8. A display device comprising the display panel of claims 1-7.

9. The display device of claim 8, wherein the display panel further comprises a third driving module; the third driving module is arranged in the non-folding area;

the third driving module is correspondingly connected with the sub-pixels of the non-folding area and is used for driving the sub-pixels of the non-folding area to emit light;

the display device further comprises a first driving chip and a second driving chip, wherein the first driving module and the second driving module are connected with the first driving chip, and the third driving module is connected with the second driving chip;

the first driving chip is used for controlling the first driving module and the second driving module to provide driving current for the sub-pixels of the folding area, and the second driving chip is used for controlling the third driving module to provide driving current for the sub-pixels of the non-folding area.

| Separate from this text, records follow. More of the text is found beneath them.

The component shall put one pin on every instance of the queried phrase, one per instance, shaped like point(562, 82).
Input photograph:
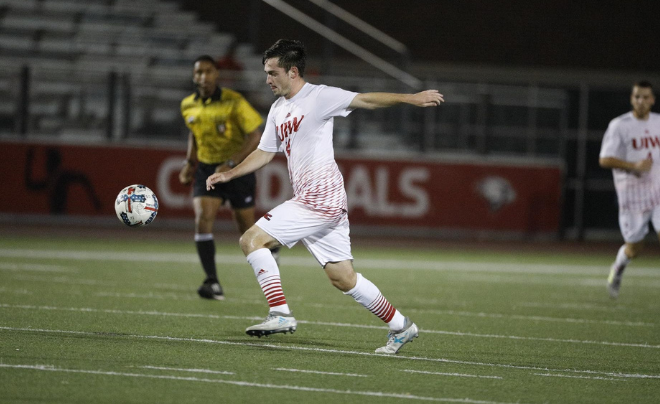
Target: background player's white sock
point(268, 276)
point(621, 259)
point(368, 295)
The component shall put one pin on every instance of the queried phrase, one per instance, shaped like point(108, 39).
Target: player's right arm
point(635, 167)
point(613, 150)
point(428, 98)
point(188, 169)
point(252, 163)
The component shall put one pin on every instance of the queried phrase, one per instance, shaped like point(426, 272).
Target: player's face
point(277, 78)
point(642, 99)
point(205, 76)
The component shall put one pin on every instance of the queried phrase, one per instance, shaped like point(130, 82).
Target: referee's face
point(205, 77)
point(277, 78)
point(642, 99)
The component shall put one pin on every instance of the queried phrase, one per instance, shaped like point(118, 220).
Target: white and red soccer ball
point(136, 205)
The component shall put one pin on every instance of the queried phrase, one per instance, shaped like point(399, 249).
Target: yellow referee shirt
point(219, 123)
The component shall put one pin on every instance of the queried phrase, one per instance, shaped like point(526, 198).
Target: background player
point(224, 129)
point(300, 124)
point(630, 146)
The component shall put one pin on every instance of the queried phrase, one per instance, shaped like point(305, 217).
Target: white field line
point(15, 291)
point(319, 372)
point(50, 368)
point(339, 351)
point(189, 296)
point(331, 324)
point(450, 374)
point(460, 266)
point(532, 318)
point(589, 306)
point(357, 307)
point(175, 296)
point(20, 267)
point(215, 372)
point(581, 377)
point(64, 279)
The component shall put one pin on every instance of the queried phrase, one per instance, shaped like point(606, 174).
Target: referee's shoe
point(614, 281)
point(211, 289)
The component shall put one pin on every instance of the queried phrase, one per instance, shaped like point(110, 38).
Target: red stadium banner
point(63, 179)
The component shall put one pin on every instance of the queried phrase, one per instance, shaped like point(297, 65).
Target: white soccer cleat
point(275, 323)
point(397, 339)
point(614, 282)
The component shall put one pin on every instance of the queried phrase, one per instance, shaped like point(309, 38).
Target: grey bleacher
point(71, 46)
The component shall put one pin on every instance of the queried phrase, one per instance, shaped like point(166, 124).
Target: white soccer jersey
point(301, 127)
point(630, 139)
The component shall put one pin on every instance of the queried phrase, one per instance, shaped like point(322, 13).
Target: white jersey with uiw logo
point(301, 127)
point(630, 139)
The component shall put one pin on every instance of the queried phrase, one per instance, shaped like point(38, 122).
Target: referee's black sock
point(206, 251)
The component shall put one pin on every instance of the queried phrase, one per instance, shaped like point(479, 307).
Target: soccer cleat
point(397, 339)
point(275, 323)
point(614, 281)
point(211, 290)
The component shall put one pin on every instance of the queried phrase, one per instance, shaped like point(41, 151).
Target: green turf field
point(105, 321)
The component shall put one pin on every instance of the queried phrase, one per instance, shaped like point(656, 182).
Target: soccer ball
point(136, 205)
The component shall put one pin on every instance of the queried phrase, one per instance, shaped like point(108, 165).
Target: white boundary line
point(215, 372)
point(189, 296)
point(323, 323)
point(581, 377)
point(19, 267)
point(339, 351)
point(320, 373)
point(461, 266)
point(51, 368)
point(450, 374)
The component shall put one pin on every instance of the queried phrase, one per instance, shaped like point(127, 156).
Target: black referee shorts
point(239, 191)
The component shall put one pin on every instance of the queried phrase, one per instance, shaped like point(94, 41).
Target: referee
point(224, 129)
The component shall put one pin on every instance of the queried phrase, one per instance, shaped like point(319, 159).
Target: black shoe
point(211, 290)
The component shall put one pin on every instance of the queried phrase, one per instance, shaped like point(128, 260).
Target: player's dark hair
point(205, 58)
point(290, 53)
point(643, 84)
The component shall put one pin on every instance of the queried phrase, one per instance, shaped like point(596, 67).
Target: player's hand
point(643, 166)
point(216, 178)
point(186, 174)
point(222, 168)
point(428, 98)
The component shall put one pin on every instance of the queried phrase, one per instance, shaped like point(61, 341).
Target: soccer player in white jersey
point(630, 147)
point(300, 124)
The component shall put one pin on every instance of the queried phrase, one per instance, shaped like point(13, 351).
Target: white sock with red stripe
point(368, 295)
point(268, 276)
point(621, 259)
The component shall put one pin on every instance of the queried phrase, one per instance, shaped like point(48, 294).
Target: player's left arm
point(428, 98)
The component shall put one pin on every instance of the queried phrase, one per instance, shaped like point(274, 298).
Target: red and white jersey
point(301, 127)
point(630, 139)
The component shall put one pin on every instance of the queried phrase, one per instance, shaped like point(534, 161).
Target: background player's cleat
point(397, 339)
point(614, 281)
point(211, 290)
point(273, 324)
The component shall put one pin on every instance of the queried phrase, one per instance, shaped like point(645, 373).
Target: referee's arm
point(188, 169)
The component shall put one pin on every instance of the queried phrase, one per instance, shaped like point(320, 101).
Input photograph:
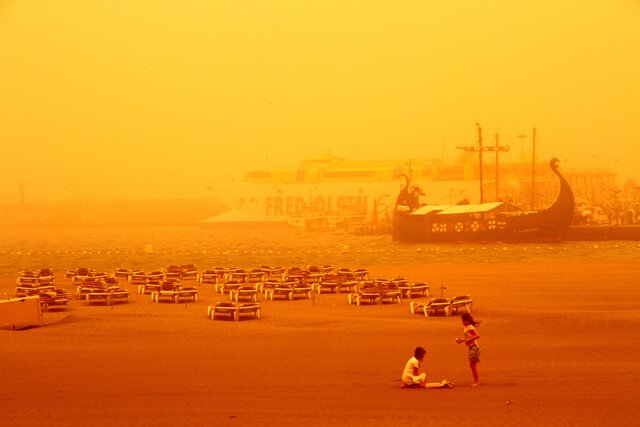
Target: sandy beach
point(559, 343)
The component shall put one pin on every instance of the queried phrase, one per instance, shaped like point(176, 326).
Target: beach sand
point(559, 347)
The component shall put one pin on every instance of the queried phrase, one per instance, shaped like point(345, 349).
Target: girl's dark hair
point(469, 318)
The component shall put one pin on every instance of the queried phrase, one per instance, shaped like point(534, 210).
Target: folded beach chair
point(187, 293)
point(168, 290)
point(233, 310)
point(432, 307)
point(410, 290)
point(461, 301)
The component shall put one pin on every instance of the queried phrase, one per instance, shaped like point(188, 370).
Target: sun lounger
point(247, 291)
point(410, 290)
point(168, 290)
point(432, 307)
point(233, 310)
point(119, 296)
point(461, 301)
point(98, 296)
point(208, 277)
point(123, 272)
point(187, 293)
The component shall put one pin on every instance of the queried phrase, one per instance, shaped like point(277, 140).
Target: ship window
point(348, 174)
point(259, 174)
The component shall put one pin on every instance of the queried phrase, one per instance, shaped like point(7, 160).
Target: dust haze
point(148, 100)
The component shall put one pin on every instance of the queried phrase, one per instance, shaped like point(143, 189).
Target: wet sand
point(559, 342)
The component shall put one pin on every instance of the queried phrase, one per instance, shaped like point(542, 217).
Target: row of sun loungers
point(233, 310)
point(41, 284)
point(448, 306)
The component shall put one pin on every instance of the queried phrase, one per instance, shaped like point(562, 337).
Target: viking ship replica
point(485, 222)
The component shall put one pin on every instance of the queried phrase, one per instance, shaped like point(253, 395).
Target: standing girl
point(470, 335)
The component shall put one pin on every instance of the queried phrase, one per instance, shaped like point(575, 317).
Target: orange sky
point(145, 99)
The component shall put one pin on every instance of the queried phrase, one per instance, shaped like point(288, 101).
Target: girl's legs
point(474, 370)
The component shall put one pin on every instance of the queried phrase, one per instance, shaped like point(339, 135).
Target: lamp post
point(533, 169)
point(521, 167)
point(480, 157)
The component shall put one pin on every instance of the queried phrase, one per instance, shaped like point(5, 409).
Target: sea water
point(155, 248)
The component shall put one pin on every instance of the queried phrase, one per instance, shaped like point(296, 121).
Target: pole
point(497, 151)
point(533, 170)
point(480, 158)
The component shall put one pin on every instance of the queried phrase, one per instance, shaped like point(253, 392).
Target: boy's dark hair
point(469, 318)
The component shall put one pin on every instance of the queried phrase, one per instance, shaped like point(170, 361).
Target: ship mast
point(480, 148)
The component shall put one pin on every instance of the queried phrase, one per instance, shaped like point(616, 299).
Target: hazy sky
point(144, 99)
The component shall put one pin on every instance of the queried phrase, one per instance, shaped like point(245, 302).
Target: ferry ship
point(329, 191)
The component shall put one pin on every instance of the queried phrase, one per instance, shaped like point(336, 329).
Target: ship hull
point(492, 222)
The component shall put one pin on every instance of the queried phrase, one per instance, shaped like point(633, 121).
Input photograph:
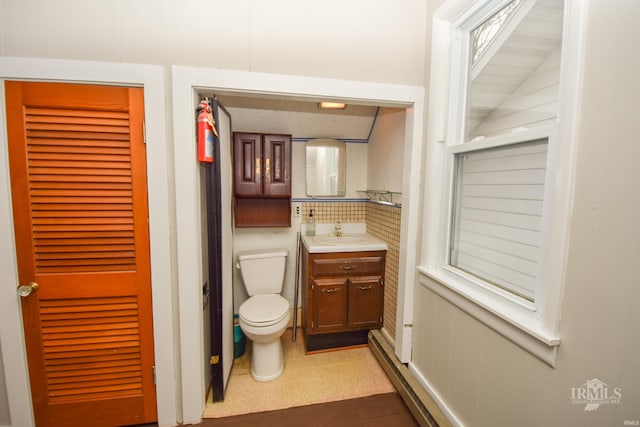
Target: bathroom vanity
point(342, 289)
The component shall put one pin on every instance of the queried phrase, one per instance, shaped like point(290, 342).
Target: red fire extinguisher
point(206, 130)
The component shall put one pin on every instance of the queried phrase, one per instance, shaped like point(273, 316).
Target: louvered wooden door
point(78, 182)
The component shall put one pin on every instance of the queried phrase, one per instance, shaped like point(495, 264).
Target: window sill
point(521, 329)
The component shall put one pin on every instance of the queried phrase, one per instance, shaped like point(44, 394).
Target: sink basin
point(345, 239)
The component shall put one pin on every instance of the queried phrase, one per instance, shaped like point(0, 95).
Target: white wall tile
point(25, 28)
point(142, 32)
point(234, 33)
point(98, 30)
point(62, 28)
point(180, 32)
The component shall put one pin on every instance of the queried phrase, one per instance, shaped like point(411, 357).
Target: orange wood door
point(79, 192)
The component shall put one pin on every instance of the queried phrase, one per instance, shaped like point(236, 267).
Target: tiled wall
point(326, 212)
point(383, 222)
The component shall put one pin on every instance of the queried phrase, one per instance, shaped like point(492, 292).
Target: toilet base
point(267, 360)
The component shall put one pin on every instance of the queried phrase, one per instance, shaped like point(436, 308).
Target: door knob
point(26, 290)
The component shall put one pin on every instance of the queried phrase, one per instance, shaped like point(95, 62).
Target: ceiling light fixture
point(334, 105)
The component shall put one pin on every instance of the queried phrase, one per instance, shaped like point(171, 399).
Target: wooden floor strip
point(378, 410)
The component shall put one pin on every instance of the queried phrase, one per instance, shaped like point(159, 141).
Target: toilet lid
point(264, 310)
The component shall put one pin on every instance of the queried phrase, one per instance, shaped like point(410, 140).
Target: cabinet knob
point(26, 290)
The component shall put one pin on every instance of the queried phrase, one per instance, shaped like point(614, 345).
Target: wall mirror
point(326, 167)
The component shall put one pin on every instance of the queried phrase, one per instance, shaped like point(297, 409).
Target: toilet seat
point(264, 310)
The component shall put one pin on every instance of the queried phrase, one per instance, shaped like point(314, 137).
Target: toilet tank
point(262, 270)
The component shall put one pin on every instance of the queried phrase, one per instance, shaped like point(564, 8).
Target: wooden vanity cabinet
point(262, 180)
point(342, 297)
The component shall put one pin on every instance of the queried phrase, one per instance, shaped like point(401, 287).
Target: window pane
point(497, 218)
point(484, 34)
point(515, 70)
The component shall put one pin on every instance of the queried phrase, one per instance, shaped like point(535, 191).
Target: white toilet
point(265, 315)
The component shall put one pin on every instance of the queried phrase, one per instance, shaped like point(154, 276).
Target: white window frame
point(533, 326)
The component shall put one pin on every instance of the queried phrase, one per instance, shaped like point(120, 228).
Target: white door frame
point(160, 208)
point(186, 82)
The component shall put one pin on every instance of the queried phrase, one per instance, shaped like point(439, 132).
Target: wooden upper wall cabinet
point(262, 165)
point(262, 180)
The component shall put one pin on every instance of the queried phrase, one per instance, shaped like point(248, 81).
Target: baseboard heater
point(413, 394)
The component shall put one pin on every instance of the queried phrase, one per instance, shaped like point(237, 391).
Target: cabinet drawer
point(359, 265)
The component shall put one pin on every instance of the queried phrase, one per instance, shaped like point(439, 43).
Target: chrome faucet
point(338, 229)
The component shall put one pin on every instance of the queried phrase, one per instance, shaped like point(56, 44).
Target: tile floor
point(307, 379)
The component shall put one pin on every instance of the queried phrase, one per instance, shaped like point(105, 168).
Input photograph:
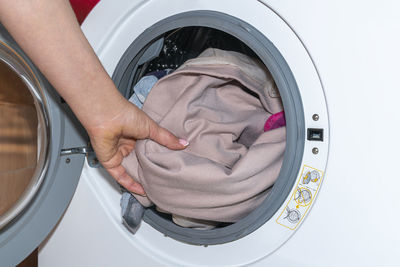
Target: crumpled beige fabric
point(230, 164)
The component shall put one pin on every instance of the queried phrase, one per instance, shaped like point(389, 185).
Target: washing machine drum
point(173, 41)
point(36, 130)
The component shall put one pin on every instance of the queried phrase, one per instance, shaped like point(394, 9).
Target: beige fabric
point(230, 163)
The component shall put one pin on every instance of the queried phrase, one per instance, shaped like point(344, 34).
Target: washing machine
point(334, 202)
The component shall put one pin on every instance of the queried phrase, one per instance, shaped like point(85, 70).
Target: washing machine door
point(42, 149)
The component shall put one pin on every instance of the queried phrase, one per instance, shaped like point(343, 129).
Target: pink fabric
point(277, 120)
point(230, 164)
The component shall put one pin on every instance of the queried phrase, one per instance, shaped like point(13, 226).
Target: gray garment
point(230, 164)
point(132, 212)
point(142, 89)
point(144, 85)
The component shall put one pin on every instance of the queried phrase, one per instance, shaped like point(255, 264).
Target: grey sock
point(132, 212)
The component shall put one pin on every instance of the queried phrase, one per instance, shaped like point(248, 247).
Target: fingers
point(123, 178)
point(166, 138)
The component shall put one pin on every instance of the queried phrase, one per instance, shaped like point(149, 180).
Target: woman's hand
point(115, 138)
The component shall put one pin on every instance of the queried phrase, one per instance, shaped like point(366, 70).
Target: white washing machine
point(334, 202)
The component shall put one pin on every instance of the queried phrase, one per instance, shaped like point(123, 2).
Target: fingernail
point(183, 142)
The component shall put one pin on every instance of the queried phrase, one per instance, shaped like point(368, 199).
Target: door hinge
point(87, 150)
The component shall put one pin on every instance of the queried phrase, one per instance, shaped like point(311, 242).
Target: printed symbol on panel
point(293, 215)
point(312, 176)
point(303, 197)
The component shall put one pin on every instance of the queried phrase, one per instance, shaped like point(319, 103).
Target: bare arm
point(48, 32)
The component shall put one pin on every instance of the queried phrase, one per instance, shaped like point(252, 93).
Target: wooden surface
point(18, 138)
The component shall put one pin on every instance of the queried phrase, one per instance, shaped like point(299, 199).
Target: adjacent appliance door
point(40, 154)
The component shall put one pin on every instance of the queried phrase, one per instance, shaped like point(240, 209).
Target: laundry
point(219, 102)
point(275, 121)
point(143, 87)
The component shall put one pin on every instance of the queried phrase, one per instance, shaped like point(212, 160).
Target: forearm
point(60, 50)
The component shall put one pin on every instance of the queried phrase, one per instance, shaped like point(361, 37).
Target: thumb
point(166, 138)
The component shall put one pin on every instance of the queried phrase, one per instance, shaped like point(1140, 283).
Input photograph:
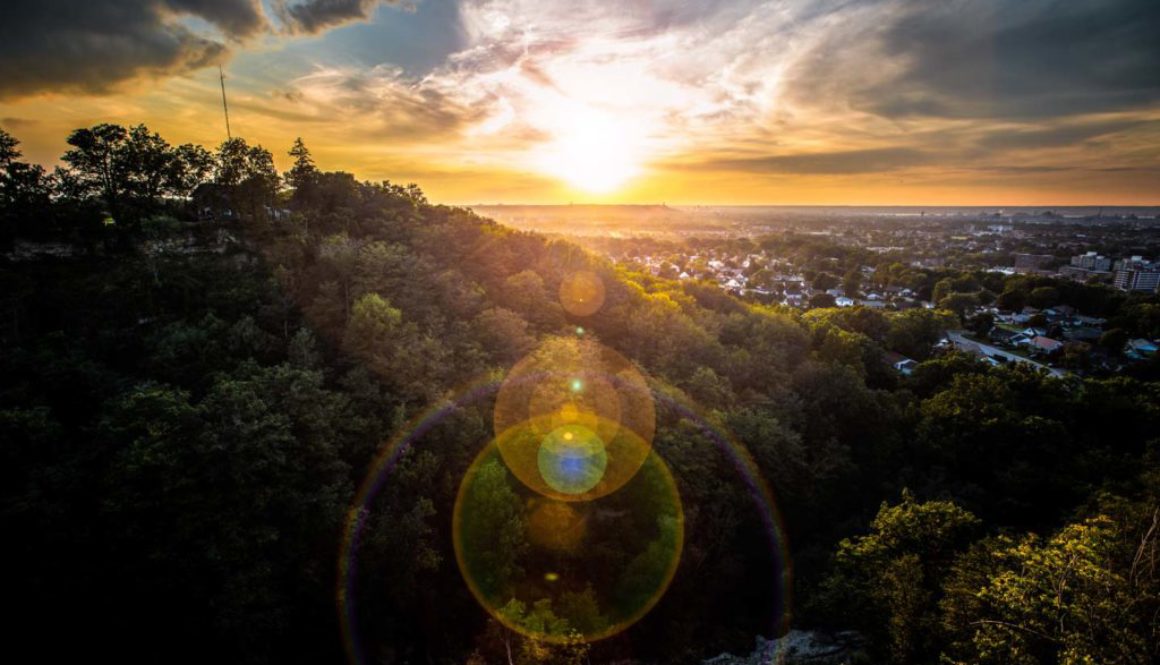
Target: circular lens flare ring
point(529, 558)
point(582, 294)
point(573, 380)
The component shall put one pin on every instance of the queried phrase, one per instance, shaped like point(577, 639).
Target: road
point(962, 341)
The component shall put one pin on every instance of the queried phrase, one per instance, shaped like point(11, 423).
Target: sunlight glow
point(593, 151)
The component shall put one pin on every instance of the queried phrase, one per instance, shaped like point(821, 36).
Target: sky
point(988, 102)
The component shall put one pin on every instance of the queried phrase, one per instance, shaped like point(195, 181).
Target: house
point(1020, 340)
point(1142, 347)
point(1002, 335)
point(214, 201)
point(901, 364)
point(1046, 345)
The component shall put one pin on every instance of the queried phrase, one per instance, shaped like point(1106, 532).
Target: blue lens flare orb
point(572, 460)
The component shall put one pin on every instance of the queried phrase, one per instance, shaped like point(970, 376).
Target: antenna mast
point(225, 107)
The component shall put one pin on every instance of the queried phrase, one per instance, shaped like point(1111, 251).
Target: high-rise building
point(1031, 262)
point(1092, 261)
point(1136, 274)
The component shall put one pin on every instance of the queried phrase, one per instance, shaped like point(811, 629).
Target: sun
point(592, 151)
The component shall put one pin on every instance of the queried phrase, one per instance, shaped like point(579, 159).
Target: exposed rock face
point(798, 648)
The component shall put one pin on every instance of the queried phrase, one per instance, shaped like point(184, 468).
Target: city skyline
point(506, 101)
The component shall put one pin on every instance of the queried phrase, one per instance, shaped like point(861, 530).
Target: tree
point(959, 303)
point(8, 150)
point(980, 324)
point(1084, 595)
point(249, 171)
point(1114, 340)
point(821, 301)
point(852, 283)
point(96, 163)
point(24, 190)
point(892, 577)
point(303, 172)
point(1043, 297)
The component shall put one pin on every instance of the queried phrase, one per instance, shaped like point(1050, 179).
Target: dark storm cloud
point(86, 45)
point(94, 45)
point(1022, 59)
point(1057, 136)
point(839, 163)
point(316, 15)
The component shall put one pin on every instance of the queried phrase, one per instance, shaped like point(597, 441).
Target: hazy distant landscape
point(792, 333)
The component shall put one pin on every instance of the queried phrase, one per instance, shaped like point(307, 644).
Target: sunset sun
point(593, 152)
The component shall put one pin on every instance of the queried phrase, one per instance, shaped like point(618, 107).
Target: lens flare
point(572, 460)
point(582, 294)
point(548, 570)
point(575, 381)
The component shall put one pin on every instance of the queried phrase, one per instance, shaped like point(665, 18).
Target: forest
point(236, 406)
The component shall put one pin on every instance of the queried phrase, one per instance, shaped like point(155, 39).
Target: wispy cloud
point(747, 95)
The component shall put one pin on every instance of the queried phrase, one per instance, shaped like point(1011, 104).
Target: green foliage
point(1087, 594)
point(889, 582)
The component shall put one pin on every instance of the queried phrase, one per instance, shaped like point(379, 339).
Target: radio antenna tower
point(225, 107)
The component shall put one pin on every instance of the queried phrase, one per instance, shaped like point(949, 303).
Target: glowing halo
point(572, 460)
point(573, 380)
point(582, 294)
point(348, 590)
point(513, 564)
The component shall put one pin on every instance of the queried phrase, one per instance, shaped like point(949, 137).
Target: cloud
point(1063, 135)
point(1007, 59)
point(93, 47)
point(316, 15)
point(838, 163)
point(86, 47)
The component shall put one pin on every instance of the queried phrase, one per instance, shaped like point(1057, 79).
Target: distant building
point(901, 364)
point(1031, 262)
point(1136, 274)
point(1092, 261)
point(1140, 348)
point(1046, 345)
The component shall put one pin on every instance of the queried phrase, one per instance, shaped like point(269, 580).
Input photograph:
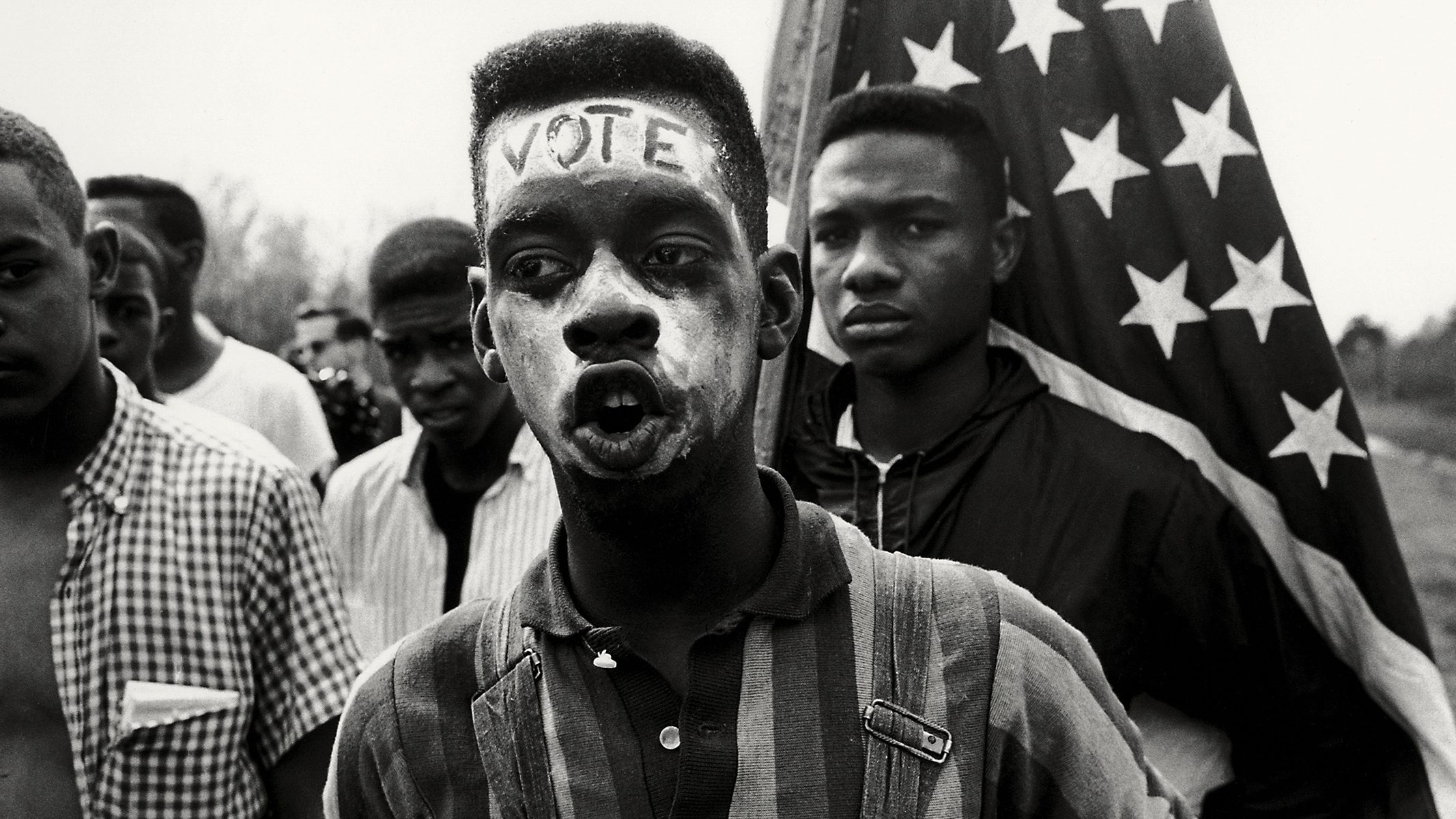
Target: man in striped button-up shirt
point(695, 644)
point(457, 508)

10. A driving method of a display panel, wherein the display panel includes a folding area and a non-folding area; the display panel further comprises a plurality of sub-pixels, a plurality of first driving modules and a plurality of second driving modules;

at least one first driving module and at least one second driving module are correspondingly connected with the same sub-pixel of the folding area, and the first driving module and the second driving module are used for driving the sub-pixel of the folding area to emit light;

the driving method of the display panel comprises the following steps:

the first driving module and the second driving module supply driving current to the sub-pixels of the folding region simultaneously or in a time-sharing manner.